3.4. Challenges in reconstruction

  • Share

Reconstruction is extremely complex, from a political, strategic, and funding standpoint. The time it takes to execute reconstruction works poses serious challenges for the health sector, including the following:

  • The necessary financial resources to implement programs. Many countries exhaust their available resources during the emergency phase FOR response activities.
  • Health must compete with other priorities; government officials often give greater priority to strategic and production sectors.
  • Humanitarian aid agencies are not so disposed to providing assistance in the reconstruction phase, because the their mandates place priority on saving lives or responding to the immediate emergency.
  • Multilateral funding agencies such as the World Bank, the Inter-American Development Bank, and the European Union require well-developed plans and usually focus on investment projects in production sector. Resources are generally not available immediately.
  • Health sector reconstruction projects often are unable to take advantage of windows of opportunity to improve the care model.
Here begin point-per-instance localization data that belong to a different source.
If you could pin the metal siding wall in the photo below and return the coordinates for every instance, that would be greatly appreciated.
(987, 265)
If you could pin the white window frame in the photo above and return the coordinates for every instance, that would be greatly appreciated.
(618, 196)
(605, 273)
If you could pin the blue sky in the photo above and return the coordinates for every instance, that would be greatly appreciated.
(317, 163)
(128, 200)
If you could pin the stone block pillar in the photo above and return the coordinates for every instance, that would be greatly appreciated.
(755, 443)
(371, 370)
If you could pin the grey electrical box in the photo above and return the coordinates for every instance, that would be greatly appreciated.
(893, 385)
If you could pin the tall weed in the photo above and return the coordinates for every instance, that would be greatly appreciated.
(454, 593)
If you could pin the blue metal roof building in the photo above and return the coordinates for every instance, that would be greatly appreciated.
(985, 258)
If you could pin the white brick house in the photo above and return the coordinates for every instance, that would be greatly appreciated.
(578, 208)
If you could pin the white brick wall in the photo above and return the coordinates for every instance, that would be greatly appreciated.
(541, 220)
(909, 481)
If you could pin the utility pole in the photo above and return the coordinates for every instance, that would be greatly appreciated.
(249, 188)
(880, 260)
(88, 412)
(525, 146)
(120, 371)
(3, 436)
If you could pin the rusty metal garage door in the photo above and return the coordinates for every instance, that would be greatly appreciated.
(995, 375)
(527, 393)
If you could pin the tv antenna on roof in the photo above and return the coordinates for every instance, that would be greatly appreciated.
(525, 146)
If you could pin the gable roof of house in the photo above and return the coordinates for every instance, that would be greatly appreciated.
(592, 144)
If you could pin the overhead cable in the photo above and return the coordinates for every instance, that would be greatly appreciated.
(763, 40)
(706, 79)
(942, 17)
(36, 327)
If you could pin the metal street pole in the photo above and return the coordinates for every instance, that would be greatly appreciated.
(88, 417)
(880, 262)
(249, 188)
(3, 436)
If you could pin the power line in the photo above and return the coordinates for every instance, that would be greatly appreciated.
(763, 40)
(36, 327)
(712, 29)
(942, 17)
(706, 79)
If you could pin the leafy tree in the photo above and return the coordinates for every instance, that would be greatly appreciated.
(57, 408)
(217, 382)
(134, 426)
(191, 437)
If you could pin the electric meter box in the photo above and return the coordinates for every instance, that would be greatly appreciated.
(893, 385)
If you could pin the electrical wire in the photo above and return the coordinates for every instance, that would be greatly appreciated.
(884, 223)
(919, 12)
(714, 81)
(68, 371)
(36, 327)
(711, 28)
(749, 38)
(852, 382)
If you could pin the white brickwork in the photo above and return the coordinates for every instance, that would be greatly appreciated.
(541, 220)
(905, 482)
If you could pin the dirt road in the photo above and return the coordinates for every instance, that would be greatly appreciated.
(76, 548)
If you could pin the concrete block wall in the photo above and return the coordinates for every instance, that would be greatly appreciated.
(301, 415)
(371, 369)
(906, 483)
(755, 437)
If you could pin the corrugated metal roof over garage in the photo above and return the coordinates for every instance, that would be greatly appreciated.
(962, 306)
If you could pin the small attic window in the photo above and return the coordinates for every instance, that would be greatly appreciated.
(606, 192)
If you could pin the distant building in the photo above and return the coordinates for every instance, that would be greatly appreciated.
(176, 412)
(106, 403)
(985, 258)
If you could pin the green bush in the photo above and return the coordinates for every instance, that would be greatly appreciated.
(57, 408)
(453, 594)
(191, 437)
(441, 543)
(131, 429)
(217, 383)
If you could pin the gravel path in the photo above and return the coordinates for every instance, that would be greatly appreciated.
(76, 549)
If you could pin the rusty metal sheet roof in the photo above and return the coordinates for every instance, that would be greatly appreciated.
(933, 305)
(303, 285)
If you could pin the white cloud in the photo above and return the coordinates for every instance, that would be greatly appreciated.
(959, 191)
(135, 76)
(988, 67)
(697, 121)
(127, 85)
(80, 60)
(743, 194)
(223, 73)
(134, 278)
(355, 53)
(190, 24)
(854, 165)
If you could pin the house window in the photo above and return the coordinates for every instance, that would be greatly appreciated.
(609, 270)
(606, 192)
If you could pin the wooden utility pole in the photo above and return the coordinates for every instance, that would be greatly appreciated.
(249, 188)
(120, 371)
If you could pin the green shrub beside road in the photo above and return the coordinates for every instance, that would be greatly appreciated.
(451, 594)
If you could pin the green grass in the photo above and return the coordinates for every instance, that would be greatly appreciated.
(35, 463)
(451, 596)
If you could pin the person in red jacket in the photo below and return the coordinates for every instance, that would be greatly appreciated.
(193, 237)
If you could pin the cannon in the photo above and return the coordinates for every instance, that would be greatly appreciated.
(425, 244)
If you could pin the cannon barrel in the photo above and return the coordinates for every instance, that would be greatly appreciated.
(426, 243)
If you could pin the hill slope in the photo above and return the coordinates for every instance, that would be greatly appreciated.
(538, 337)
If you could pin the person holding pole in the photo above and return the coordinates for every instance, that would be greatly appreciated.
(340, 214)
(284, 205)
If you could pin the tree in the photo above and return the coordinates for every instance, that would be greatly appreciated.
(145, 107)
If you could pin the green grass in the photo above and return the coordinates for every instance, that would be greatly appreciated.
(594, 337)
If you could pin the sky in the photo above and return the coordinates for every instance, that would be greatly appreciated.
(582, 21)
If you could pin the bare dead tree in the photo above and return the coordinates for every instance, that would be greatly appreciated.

Rebuilding damaged facilities or building new hospitals can be a political decision because these it is more visible and politically profitable.
  • In many cases, there is frequent turnover among staff at the decision-making level, which can affect long-term reconstruction planning and implementation.
  • The population of the community affected by a disaster usually has little or no role in planning for reconstruction and not enough study is devoted to decisions on the size and complexity of the health facilities to be built.
  • The application of construction norms and standards requires strict supervision as well as direction from multidisciplinary technical teams. Unfortunately, however, this important task tends to get pushed aside because of the time pressures involved in reconstruction.
  • Field working groups are required to ensure sustained oversight.
  • Managing reconstruction projects in the health sector requires professionals with broad experience and knowledge of the country’s health system. The improvised selection of management or technical project staff can lead to errors in management and results.
  • Handle expectations regarding the results of rehabilitation properly, drawing on the notion of ‘building back smarter’.